Ghana’s Food and Drugs Authority (FDA) is mandated by law to test, approve, register and regulate the manufacture, importation and distribution of all food and pharmaceutical products as well as medical equipment on the Ghanaian market. Public health safety is their primary goal.
Originally the Food and Drugs board, it was converted into an authority to give the organization more powers and resources to be able to carry out this very important public health protection function.
The wide-ranging nature of the FDA’s mandate requires massive support of not only the government to succeed but also other state agencies such as the police service, Customs Excise and Preventive Service, the Ghana Revenue Authority, Ghana Immigration Service etc.
It is also in the interest of non-governmental stakeholders such as the Ghana Medical Association, the Association of Ghana Industries, the Ghana Chamber of Commerce, the Pharmaceutical Society of Ghana, the Ghana Importers Association of Ghana etc to give their maximum support to the work of the Food and Drugs Authority to work effectively to safeguard public health through the proper regulation of food and pharmaceutical manufacturing, importation and distribution on the Ghanaian market.
According to the Parliament of Ghana Committee on Health report on the 2024 annual budget allocation, the FDA’s internally generated funds (IGF) are used for all operational expenses such as staff compensation, goods and services as well as capital expenditure.

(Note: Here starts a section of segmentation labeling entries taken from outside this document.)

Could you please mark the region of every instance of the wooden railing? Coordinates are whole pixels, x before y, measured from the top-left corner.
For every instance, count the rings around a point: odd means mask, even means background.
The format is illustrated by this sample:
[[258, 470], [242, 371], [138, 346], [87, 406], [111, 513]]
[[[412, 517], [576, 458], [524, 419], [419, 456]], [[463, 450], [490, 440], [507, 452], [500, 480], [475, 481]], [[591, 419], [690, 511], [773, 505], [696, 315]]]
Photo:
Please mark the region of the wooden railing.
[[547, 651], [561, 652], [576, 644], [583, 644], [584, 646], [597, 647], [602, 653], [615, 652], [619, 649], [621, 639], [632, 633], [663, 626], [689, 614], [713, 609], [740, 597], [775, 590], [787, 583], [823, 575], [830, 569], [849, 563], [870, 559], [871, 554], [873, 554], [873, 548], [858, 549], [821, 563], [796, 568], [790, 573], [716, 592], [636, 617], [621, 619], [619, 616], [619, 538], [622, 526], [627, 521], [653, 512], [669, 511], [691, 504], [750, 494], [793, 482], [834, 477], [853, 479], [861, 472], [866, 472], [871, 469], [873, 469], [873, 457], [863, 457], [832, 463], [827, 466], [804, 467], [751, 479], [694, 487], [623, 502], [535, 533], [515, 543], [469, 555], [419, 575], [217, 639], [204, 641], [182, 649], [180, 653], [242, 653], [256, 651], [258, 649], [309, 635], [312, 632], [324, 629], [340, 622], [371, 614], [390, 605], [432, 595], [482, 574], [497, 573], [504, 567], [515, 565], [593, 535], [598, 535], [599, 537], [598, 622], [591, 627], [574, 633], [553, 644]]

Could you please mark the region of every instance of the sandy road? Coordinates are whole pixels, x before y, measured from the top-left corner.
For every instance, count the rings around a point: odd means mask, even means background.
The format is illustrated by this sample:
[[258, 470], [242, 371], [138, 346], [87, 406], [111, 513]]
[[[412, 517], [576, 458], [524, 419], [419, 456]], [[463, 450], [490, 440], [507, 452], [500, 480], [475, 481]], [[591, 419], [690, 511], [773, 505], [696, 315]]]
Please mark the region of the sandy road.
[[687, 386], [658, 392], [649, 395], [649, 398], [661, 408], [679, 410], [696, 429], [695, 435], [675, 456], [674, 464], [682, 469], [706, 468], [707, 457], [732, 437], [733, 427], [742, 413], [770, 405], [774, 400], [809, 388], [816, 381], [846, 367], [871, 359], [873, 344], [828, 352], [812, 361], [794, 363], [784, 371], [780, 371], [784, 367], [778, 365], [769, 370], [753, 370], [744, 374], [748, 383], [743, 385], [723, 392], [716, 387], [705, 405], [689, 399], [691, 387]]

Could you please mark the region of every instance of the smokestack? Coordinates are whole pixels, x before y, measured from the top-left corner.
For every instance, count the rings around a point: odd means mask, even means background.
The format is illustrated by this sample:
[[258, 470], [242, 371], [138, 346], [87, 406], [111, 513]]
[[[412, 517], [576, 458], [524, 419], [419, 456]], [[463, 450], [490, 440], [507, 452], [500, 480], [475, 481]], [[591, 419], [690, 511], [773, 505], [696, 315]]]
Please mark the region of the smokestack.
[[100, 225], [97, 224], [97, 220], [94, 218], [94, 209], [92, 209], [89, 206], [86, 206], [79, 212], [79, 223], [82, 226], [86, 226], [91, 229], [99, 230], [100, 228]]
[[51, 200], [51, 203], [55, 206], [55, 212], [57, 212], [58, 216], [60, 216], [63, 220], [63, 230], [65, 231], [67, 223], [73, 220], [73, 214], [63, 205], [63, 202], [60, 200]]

And the FDA currently retains 70% of revenues for its operations.
The parliament’s health committee observed that this notwithstanding, the 70% is woefully inadequate to meet the operational expenditure obligations required by the FDA to protect public health. The FDA has complained to parliament’s health committee that the performance of their mandate is hindered by inadequate logistics and resources.
This inadequacy of logistics and resources has led to a backlog of inspections with a current inspection waiting time of five (5) months at the FDA. This long inspection waiting time has further led to operational inefficiency and exposed consumers and the general public to the risk of unsafe food and pharmaceutical products on the market.
As has been done for the teaching hospitals in Ghana, the FDA could also be decapped of the 30% IGF in further support of its operations. In other words, the government of Ghana must allow the FDA to retain 100% of its internally generated funds rather than the current 70%. This will enable the FDA to procure new and replace aged laboratory and field equipment required to monitor substandard and falsified (SF) products on the Ghana market, increase their presence at porous borders to prevent the influx of SF products, procure additional vehicles to clear the backlog of inspections and prevent food poisoning incidents and street vended foods.
It will also enable the FDA to improve technology to effectively carry out critical regulatory functions required to protect public health and safety.
There has never been a better time than now for the government to take into consideration parliament’s own health committee recommendation to allow the FDA to retain 100% of IGF since this will greatly empower the organization to carry out its public mandate to improve the protection of public health.